When the exemption was set to expire and the federal government sent strong signals that it wouldn't be renewed, a court challenge was launched.

The challenge was successful and the Insite facility was permitted to remain open. In the Supreme Court of Canada's unanimous ruling, it was held that criminalizing possession at Insite would compel addicts to move from safe injection sites to more dangerous locations, such as alleyways and street corners where the health risks from self-injection were much greater.

When the Ontario Court of Appeal issued its decision in the Bedford appeal, the striking comparison between the perilous circumstances of prostitutes and drug addicts was highlighted:

''We see a parallel between the circumstances of drug addicts who, because of a criminal prohibition, cannot access a venue where they can safely self-inject and therefore must resort to dangerous venues, and prostitutes who, because of criminal prohibitions, cannot work at venues using methods that maximize their personal safety, but must instead resort to venues and methods where the physical risks associated with prostitution are much greater.''

The element of danger associated with street-based sex workers was a critical feature of the recent Report of the Missing Women Commission of Inquiry. The inquiry was called as a result of the multiple murders of Vancouver street-based sex workers in Vancouver by Robert Pickton.
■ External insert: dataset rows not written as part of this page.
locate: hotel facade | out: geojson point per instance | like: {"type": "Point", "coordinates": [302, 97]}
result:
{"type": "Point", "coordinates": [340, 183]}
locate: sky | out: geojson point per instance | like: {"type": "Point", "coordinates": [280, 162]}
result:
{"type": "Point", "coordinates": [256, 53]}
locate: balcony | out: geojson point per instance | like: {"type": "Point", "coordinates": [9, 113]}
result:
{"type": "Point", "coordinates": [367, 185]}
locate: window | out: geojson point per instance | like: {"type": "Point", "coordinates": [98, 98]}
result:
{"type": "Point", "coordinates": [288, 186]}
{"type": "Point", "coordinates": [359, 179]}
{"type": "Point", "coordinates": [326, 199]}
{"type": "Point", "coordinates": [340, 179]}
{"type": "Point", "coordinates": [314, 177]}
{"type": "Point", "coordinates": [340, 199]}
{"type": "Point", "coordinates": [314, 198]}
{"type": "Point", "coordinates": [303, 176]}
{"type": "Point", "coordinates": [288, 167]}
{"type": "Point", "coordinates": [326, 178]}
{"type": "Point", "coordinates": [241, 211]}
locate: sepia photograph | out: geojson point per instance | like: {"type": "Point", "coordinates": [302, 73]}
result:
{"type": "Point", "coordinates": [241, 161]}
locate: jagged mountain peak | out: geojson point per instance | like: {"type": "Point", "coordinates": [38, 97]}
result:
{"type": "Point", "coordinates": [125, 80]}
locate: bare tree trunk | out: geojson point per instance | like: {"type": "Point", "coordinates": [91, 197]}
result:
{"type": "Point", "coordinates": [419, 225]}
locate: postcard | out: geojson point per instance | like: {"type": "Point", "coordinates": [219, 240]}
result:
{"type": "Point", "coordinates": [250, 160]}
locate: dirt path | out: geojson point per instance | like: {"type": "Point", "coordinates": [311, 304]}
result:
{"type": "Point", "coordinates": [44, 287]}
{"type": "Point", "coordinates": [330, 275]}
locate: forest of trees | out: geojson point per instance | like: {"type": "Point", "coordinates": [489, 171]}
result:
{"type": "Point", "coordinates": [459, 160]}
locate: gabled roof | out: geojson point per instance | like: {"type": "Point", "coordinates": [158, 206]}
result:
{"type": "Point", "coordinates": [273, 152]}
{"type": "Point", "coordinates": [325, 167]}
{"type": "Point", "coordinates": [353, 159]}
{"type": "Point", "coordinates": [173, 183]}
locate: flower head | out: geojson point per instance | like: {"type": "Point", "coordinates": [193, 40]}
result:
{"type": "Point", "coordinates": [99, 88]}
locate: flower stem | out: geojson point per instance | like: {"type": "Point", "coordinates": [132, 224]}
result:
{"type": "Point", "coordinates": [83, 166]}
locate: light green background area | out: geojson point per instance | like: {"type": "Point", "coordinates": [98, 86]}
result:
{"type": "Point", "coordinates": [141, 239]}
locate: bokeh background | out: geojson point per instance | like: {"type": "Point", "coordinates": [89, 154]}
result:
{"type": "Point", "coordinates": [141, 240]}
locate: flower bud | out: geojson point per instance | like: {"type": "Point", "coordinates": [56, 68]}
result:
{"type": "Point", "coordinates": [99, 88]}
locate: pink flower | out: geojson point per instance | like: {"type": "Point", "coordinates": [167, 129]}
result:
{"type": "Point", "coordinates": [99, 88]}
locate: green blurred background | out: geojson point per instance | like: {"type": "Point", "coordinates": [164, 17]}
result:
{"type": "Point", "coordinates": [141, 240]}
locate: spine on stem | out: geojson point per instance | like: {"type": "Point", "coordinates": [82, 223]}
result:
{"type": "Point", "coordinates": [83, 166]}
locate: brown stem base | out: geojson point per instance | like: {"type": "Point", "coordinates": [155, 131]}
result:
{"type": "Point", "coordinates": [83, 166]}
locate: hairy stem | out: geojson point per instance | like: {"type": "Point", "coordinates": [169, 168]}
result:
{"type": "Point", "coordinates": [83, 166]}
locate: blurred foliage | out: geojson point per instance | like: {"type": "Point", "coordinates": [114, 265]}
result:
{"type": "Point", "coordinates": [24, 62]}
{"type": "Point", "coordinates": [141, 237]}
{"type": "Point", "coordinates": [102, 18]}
The Commissioner of the Report, Wally Oppal, found that women engaged in the survival sex trade were deeply affected by the violence associated with their work. The summary of the Report contained the following conclusion:

''There is no dispute that women engaged in the survival sex trade are at an extremely elevated risk for various forms of severe violence. In a study of 255 women with comparable life experience to the missing and murdered women, all of the participants reported fearing violence and its pervasive influence on their lives and being victims to extreme forms of male domination.''

In light of the Oppal Report and the Insite decision, it is likely that the Supreme Court of Canada will strike down the law prohibiting bawdy houses. We can anticipate having licensed brothels in cities across Canada in the next couple of years. The law against sexual solicitation, however, is likely to remain intact. The Supreme Court will likely not depart from the reasoning of the Ontario Court of Appeal in Bedford which held that communicating is associated with serious criminal conduct and has a profound impact on members of society.